En esas circunstancias desestabilizadoras, que se repetirían incansablemente en cada una de las salidas realizadas durante la estancia vacacional me acompañará invariablemente la paranoia (reeditada cada noche en las fantasías de duermevela) de la pérdida de contacto visual con mi retoño.

Puestos a que se te pierda un niño, quizás elegiría San Climent como una población idónea para ello, descartando desde luego Nueva York, que junto con Bombay y Ciudad Juarez encabezan en mi imaginario el ranking de lugares rechazables a estos efectos por su desproporcionado potencial para producir, en alarmas de esta índole, ataques cardiacos a los progenitores equipados con nervios estándar.

2.- ¿Qué me encuentro cuando regreso (con la familia al completo afortunadamente) a nuestra entrañable cueva alibabesca? A Rodrigo Rato estrenando nuevo empleo. Ofrecido esta vez supongo, no como compensación a su excelente cameo en Bankia, sino quizá más bien atribuible a su impecable interpretación de vicepresidente en la película de Aznar "España va bien", donde se privatizaba con gran soltura Telefónica, empresa que ahora le recluta tras dejar pasar un prudente lapso en el que nuestra estrella ganara prestigio en filmes internacionales, con su inolvidable papel de experto economista que finalmente la cagaba en "FMI".

La noticia me produce no obstante cierta alegría retrospectiva.

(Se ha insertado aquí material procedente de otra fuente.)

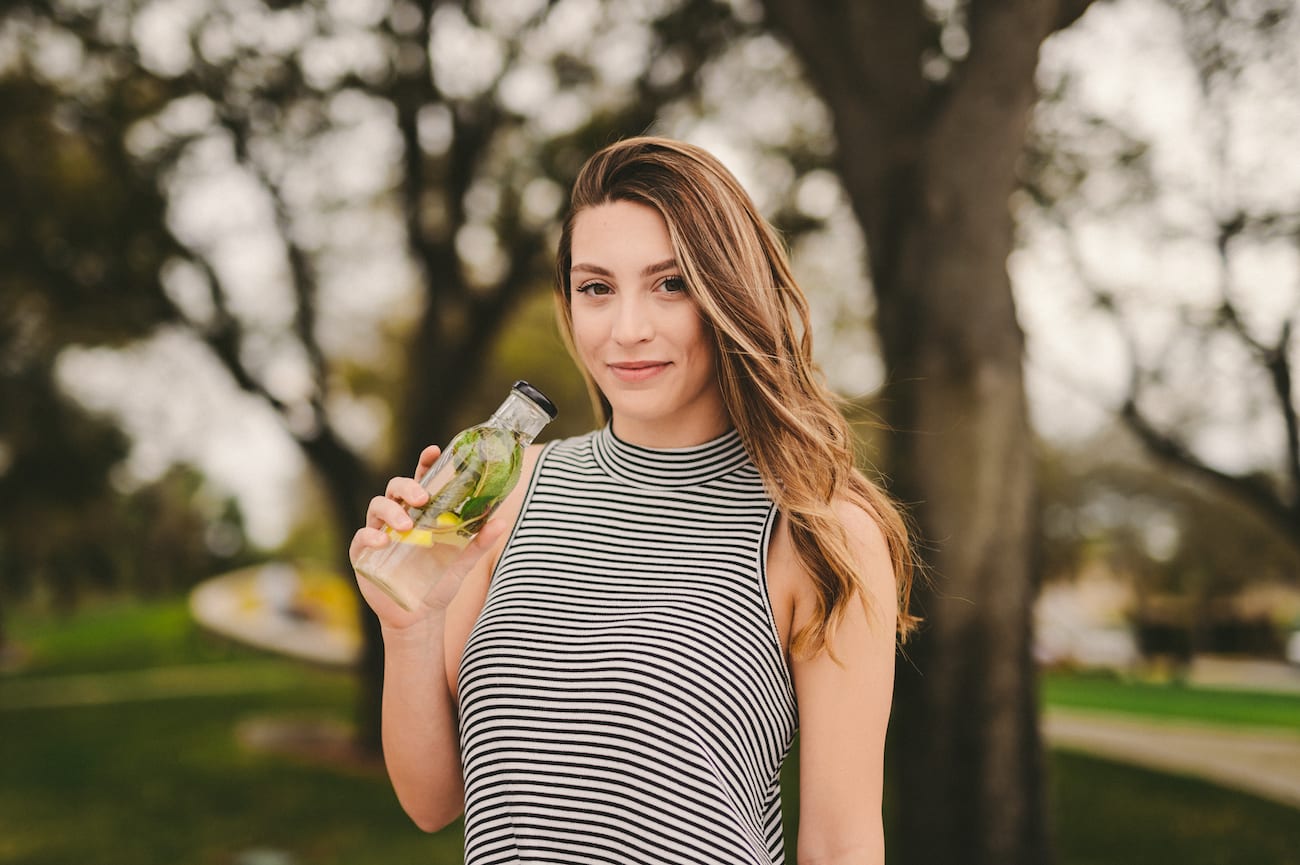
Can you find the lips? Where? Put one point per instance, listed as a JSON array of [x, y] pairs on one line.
[[637, 370]]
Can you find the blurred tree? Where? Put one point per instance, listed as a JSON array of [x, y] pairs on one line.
[[77, 224], [342, 202], [1205, 320], [931, 106]]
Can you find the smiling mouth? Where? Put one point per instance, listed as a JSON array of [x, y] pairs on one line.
[[637, 370]]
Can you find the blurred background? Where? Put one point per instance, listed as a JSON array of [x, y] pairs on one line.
[[255, 254]]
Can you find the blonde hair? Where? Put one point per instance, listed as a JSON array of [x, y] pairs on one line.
[[736, 269]]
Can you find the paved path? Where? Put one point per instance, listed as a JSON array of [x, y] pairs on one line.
[[1261, 761]]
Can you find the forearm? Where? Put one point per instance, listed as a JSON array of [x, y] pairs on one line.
[[420, 743]]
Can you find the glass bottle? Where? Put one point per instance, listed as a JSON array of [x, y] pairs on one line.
[[467, 483]]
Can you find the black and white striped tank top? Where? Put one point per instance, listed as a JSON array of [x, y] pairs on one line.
[[623, 695]]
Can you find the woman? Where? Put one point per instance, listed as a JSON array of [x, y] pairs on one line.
[[616, 667]]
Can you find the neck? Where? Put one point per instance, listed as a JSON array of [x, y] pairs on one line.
[[659, 435]]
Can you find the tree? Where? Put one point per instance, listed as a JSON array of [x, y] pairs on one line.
[[931, 107], [285, 154], [1205, 319]]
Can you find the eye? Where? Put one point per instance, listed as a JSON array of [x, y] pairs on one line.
[[594, 289], [674, 285]]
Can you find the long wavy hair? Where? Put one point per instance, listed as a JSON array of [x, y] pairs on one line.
[[737, 271]]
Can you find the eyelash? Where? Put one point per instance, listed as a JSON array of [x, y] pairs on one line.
[[675, 282]]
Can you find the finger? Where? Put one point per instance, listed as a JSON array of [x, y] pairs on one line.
[[363, 540], [428, 457], [385, 511], [406, 489]]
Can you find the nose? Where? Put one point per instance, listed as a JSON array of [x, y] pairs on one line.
[[632, 321]]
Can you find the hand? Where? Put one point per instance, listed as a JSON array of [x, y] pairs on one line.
[[390, 511]]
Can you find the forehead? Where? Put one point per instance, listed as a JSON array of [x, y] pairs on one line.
[[619, 230]]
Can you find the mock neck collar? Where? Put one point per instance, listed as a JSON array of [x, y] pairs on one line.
[[668, 466]]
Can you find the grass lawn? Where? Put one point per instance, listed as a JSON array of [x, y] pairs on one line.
[[157, 774], [1171, 701]]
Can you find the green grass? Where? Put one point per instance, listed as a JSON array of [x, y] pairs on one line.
[[157, 775], [118, 635], [1171, 701], [1106, 813]]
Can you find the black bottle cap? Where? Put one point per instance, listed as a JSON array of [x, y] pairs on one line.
[[536, 396]]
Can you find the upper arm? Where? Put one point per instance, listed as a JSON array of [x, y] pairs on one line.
[[844, 709], [464, 609]]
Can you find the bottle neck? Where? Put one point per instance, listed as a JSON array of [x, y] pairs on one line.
[[521, 415]]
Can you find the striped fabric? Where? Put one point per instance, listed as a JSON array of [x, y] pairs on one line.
[[623, 695]]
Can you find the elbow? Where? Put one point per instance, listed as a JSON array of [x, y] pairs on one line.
[[432, 821], [433, 816]]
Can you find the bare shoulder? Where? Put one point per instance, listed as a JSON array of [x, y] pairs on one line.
[[793, 591]]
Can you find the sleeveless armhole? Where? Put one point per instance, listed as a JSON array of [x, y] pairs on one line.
[[766, 591]]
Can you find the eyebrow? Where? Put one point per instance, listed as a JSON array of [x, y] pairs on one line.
[[667, 264]]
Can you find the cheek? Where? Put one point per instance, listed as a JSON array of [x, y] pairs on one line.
[[585, 333]]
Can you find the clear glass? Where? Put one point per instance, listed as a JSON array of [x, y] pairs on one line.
[[468, 481]]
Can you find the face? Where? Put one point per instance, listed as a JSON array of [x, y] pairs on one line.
[[638, 332]]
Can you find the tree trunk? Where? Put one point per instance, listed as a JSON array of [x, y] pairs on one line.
[[928, 169]]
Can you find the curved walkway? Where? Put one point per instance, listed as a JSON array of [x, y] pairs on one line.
[[1260, 761]]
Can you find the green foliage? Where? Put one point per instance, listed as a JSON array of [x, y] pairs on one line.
[[165, 778]]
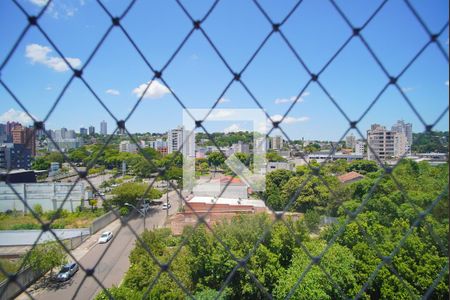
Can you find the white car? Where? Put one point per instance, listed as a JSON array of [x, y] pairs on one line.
[[105, 237]]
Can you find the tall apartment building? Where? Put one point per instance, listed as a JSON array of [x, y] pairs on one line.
[[91, 130], [126, 146], [24, 136], [103, 128], [15, 156], [406, 129], [350, 141], [240, 147], [386, 144], [359, 148], [180, 137], [276, 142]]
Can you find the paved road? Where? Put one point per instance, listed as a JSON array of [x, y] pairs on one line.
[[113, 265]]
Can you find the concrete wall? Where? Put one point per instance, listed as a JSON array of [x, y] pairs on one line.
[[9, 290], [26, 277], [103, 221], [49, 195]]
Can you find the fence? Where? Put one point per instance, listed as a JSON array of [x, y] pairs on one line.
[[419, 219], [50, 196], [27, 276]]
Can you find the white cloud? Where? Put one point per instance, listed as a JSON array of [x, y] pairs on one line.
[[288, 119], [407, 89], [112, 92], [292, 99], [232, 128], [218, 115], [224, 100], [41, 54], [155, 91], [16, 116], [39, 2]]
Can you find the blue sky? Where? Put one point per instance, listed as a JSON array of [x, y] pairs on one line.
[[36, 74]]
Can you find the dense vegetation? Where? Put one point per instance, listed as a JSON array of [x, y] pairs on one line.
[[435, 141], [370, 242]]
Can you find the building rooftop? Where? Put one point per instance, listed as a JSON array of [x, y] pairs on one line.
[[351, 176], [228, 201]]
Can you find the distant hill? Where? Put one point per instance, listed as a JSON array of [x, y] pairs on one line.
[[435, 141]]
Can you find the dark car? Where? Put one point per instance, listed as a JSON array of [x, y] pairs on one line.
[[67, 272]]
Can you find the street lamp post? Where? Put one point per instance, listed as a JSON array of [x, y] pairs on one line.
[[143, 214], [167, 198]]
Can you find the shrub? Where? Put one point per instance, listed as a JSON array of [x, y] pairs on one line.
[[26, 226], [37, 208], [124, 211]]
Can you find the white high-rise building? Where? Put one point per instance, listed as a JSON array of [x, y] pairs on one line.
[[180, 137], [386, 144], [276, 142], [406, 129], [350, 141], [126, 146], [240, 147], [103, 128], [359, 148]]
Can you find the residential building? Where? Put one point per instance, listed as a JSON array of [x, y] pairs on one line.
[[103, 128], [15, 156], [126, 146], [385, 144], [322, 156], [70, 134], [359, 147], [276, 142], [406, 129], [10, 126], [240, 147], [3, 133], [280, 165], [350, 141], [65, 144], [179, 137], [24, 136], [215, 210], [91, 130]]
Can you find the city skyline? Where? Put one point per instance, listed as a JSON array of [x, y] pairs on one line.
[[198, 77]]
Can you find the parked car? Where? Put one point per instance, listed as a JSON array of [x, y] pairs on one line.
[[144, 207], [105, 237], [66, 272]]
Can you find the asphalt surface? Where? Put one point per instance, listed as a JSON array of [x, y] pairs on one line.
[[112, 266]]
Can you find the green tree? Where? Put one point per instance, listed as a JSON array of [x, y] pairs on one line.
[[338, 262], [40, 163], [216, 159], [363, 166], [46, 256], [131, 192]]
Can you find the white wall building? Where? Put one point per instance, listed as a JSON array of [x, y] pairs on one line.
[[180, 137], [241, 147], [126, 146], [350, 141], [359, 147], [276, 142], [406, 129], [385, 144], [103, 128]]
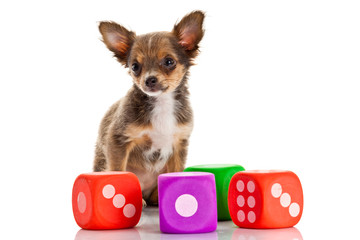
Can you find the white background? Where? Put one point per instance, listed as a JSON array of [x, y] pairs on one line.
[[276, 86]]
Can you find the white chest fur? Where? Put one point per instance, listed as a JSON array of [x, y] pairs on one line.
[[163, 129]]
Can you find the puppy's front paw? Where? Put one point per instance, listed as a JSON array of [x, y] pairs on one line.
[[144, 203]]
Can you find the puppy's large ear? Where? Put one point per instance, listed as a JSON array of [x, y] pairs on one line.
[[190, 31], [118, 39]]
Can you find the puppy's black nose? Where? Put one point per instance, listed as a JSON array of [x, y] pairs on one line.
[[151, 81]]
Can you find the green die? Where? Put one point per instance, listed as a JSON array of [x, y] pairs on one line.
[[223, 174]]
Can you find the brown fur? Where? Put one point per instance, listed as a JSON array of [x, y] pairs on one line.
[[135, 132]]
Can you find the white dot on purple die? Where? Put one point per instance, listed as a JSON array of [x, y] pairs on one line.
[[285, 200], [186, 205], [240, 186], [240, 201], [251, 186], [129, 210], [108, 191], [241, 215], [119, 200]]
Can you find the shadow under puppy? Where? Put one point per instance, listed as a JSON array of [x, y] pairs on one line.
[[147, 131]]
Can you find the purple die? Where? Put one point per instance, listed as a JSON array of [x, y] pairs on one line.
[[187, 202]]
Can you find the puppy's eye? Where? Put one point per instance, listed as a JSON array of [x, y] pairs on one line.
[[169, 62], [136, 68]]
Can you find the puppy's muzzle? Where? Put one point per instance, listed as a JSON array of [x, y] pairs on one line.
[[152, 84]]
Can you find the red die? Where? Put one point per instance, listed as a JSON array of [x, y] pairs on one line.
[[265, 199], [107, 200]]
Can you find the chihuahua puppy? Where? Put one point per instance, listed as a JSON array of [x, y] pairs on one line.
[[147, 131]]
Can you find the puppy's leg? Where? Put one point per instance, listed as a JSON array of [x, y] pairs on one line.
[[176, 163], [100, 160], [153, 199]]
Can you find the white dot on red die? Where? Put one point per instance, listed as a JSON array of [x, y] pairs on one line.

Me hace pensar que debemos felicitarnos por la turbia decisión de Aznar de elegir al mediocre ramplón frente al espabilado sobrado en aquella mítica ocasión en que el iluminado presidente designaba delfín a dedo. Ahora conocemos el arte que domina Mariano, fundamentalmente consistente en posponer decisiones mientras con la otra mano hace magia con las promesas electorales, pero ahora también sabemos de la pericia de Rodrigo en tirar la piedra y esconder la mano. Mi impresión es que con Rato, el "Chiringuito Impunidad" que tenemos operando con gran éxito en nuestro solar, sería todavía más épico.
En fin. Cada lado del charco tiene su qué.